Polidor is located at 41, rue Monsieur-le-Prince in the Odéon area, near the Jardin du Luxembourg. Most diners sit at long, shared tables, with communal salt and pepper shakers and pots of French mustard. Its menu (and Turkish toilet bathroom) has remained basically unchanged for decades. Polidor has been described as legendary by Ernest Hemingway who lived nearby for a time in the 1920s. Hemingway refers glowingly to dinners he had at Le Polidor with artist and writer friends and his first wife Hadley Richardson in his book about Paris cultural life during the 1920s called A Moveable Feast.

In addition to its decor and traditional French cuisine, Polidor is known for its illustrious clientele. It is said to have been a favorite of Louis Ménard, Paul Verlaine, Arthur Rimbaud (who lived on rue Monsieur Le Prince), André Gide, James Joyce, Ernest Hemingway, Antonin Artaud, Gertrude Stein, Paul Valéry, Boris Vian, Julio Cortázar, Jack Kerouac, and Henry Miller.

It is also known for being the meeting place of the Collège de ’Pataphysique, and its principals, French writers Luc Étienne and Raymond Queneau. A club formed around the French Symbolist poet Paul Verlaine called Les Amis de Verlaine still meets there regularly. Besides that, Polidor remains a popular restaurant on the Left Bank, particularly among students at the nearby University of Paris (Sorbonne) and Collège de France.

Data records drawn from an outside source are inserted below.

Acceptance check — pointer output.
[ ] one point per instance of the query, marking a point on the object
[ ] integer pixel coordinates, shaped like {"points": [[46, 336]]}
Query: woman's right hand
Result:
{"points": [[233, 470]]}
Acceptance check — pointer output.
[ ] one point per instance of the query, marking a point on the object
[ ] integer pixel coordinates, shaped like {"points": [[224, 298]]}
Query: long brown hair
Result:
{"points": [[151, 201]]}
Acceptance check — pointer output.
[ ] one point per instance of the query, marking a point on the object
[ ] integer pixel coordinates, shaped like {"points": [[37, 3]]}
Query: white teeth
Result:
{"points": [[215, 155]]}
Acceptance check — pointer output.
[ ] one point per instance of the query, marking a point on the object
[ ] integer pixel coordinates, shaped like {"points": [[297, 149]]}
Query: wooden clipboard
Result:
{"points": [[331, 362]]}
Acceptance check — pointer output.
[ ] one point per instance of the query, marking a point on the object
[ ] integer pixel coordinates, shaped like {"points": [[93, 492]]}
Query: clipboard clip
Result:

In 2011, it was featured in the film Midnight in Paris by Woody Allen. In 2017, it was the setting for the music video for "Desencuentro", a song by the Puerto Rican singer Residente. The video features Charlotte Le Bon and Édgar Ramírez.

In the Lee Child novel The Enemy, the protagonist, Jack Reacher, has dinner with his brother Joe and their French mother Josephine at Polidor.

Polidor is a famous old restaurant. It makes you feel like all kinds of people have eaten there. Gourmets, spies, painters, fugitives, cops, robbers.